The Dummer court’s treatment of “common use” is somewhat unusual. The judges seemed to view the lack of a regulatory ban itself as evidence that a certain weapon is commonly used for lawful purposes in the relevant jurisdition. But there may well be many weapons that are not banned but also not commonly used. For example, just because a state does not ban the personal possession of a tank does not mean that tanks are commonly used for self-defense in that state. The Dummer court is clear that it is taking a deferential, or “cautionary,” approach to common use. Yet it still seems to place the burden of demonstrating common use on the defendant, and that should require more than simply showing that a minority of states do not ban brass knuckles—such as, for example, statistics about how many people actually own brass knuckles.[1] As with the Ninth Circuit’s earlier decision in Teter v. Lopez striking down Hawaii’s butterfly-knife ban, the court seems to equate the possibility that a weapon might be used for lawful self-defense purposes (as almost any weapon might be) with proof that it is.[2]

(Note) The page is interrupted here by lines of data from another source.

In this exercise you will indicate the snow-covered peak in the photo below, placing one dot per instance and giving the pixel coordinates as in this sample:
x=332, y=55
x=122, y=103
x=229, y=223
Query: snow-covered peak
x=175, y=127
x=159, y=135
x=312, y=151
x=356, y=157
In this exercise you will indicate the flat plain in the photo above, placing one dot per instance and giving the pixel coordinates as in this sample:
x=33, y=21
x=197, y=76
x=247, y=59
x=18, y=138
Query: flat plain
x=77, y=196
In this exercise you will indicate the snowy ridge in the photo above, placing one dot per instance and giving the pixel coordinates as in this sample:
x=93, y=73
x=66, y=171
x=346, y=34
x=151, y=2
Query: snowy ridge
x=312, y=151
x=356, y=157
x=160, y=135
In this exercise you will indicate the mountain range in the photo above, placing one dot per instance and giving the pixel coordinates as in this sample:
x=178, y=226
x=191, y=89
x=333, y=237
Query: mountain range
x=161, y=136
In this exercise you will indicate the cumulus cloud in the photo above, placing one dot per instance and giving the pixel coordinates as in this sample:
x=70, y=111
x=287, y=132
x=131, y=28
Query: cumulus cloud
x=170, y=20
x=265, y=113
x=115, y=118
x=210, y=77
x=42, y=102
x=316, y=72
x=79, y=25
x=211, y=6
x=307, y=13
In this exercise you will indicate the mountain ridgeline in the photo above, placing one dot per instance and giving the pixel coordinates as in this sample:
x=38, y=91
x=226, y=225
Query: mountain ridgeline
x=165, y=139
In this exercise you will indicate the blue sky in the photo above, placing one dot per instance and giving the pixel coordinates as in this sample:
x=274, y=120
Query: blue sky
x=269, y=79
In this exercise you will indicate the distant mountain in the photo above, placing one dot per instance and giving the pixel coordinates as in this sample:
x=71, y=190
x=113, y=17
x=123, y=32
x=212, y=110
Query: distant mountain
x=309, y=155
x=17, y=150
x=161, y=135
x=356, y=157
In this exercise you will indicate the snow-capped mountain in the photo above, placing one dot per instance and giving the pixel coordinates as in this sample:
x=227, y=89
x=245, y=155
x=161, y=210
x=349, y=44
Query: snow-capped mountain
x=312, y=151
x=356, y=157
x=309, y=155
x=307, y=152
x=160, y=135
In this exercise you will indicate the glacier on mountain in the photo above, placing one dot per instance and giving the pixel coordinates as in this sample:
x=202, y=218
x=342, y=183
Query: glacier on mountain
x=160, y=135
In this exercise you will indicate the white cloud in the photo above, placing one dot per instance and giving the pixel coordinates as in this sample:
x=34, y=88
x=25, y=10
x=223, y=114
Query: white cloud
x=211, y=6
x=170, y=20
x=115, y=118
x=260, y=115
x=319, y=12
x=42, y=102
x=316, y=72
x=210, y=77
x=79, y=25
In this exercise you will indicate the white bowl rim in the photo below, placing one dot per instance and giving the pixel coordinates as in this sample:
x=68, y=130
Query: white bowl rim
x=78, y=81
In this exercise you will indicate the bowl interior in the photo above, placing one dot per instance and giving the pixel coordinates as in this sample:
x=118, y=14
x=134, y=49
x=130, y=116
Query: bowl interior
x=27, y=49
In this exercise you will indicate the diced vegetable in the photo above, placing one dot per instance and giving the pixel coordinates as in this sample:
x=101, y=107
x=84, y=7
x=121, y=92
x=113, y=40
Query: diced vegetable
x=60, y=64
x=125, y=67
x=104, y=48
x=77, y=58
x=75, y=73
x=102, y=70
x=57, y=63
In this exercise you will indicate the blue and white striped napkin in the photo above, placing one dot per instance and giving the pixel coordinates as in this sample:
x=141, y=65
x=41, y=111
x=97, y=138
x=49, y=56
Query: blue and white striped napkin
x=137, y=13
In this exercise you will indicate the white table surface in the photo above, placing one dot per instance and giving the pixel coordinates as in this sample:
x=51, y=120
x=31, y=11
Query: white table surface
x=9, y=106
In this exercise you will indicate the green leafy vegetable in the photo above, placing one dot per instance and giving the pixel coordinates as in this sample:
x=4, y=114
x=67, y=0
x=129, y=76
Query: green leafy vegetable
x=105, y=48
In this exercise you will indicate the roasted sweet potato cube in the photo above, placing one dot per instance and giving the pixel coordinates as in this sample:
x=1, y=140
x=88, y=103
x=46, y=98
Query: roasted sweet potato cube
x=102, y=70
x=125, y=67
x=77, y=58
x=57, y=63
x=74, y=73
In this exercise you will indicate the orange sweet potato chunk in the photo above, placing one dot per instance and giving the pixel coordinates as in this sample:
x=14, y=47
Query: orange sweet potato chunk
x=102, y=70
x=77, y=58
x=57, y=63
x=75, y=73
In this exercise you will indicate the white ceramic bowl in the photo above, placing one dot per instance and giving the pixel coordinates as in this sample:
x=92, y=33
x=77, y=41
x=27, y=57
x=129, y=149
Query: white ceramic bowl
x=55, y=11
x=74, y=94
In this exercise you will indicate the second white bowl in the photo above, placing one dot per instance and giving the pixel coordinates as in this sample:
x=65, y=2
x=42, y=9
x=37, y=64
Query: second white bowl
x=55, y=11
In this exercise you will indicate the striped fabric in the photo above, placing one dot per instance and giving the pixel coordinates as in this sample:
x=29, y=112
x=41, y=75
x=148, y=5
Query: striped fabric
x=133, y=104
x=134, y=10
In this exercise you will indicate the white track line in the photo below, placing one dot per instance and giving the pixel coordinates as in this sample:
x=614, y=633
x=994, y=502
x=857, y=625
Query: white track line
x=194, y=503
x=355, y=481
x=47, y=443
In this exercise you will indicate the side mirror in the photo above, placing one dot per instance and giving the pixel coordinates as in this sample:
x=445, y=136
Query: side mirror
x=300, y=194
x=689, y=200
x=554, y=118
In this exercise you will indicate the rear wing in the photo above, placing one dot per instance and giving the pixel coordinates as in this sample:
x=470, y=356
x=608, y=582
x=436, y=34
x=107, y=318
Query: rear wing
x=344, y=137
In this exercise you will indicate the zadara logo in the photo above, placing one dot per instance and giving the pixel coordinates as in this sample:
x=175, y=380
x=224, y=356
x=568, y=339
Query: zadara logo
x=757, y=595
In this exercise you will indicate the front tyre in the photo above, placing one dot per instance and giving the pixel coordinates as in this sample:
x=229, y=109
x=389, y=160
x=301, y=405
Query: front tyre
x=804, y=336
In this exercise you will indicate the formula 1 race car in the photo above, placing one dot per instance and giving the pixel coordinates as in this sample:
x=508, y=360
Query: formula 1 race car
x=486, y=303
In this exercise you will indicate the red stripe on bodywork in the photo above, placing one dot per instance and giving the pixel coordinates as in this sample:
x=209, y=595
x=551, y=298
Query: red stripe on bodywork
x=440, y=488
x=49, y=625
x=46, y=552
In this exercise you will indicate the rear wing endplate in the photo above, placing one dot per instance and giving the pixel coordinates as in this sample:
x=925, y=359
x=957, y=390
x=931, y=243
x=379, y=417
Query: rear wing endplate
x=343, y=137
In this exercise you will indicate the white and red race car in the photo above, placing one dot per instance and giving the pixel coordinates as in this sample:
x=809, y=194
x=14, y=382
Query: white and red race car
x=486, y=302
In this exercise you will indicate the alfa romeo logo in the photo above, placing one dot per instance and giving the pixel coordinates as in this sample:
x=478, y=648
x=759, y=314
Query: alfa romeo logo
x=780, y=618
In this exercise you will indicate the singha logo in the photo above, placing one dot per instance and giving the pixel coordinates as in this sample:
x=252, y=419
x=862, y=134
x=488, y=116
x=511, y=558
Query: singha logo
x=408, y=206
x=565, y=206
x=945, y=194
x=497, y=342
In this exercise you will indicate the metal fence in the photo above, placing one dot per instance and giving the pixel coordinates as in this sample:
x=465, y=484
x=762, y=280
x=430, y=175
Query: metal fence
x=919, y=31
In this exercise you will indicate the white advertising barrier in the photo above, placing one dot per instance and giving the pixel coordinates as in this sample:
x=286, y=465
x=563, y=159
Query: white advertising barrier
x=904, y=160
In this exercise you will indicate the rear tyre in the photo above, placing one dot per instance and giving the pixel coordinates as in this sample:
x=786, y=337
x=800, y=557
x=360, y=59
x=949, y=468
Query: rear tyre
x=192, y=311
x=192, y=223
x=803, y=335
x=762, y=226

The decision here also highlights interesting issues that arise when gun laws are challenged under both the federal constitution and state constitutional analogues to the Second Amendment. First, while the court accepts with little analysis that the legal framework is the same for both the federal and state challenges, that isn’t always true—especially in states that specify a different test such as strict scrutiny for state constitutional challenges. And, even if a court takes the approach used in Dummer and applies the Bruen test across the board, it is not clear to me that the test operates the same way in the state and federal contexts. For example, Michigan’s state constitutional arms protection dates from 1835 and uses different language than the federal Second Amendment. As I’ve addressed in other writing, the state constitutional challenge likely should only be informed by in-state historical evidence because other state regulatory traditions can’t shed light on the original intended meaning and scope of the Michigan constitution. Thus, the court here should have focused on Michigan’s own 1887 concealed-carry ban and how brass knuckles were treated in the state between 1835 and 1887. At the least, this is an area where Bruen introduces new complexity to what might otherwise be a more straightforward instance of constitutional lock-stepping.
[1] Even the Alito/Thomas concurrence in Caetano treated evidence that only seven states ban stun guns as supplementary to the primary point that “hundreds of thousands of Tasers and stun guns have been sold to private citizens.”
[2] In Teter, the Ninth Circuit panel found, based on Hawaii’s concession “that butterfly knives may be used for self-defense” and their use in some Filipino martial arts, that the knives are commonly possessed for lawful purposes.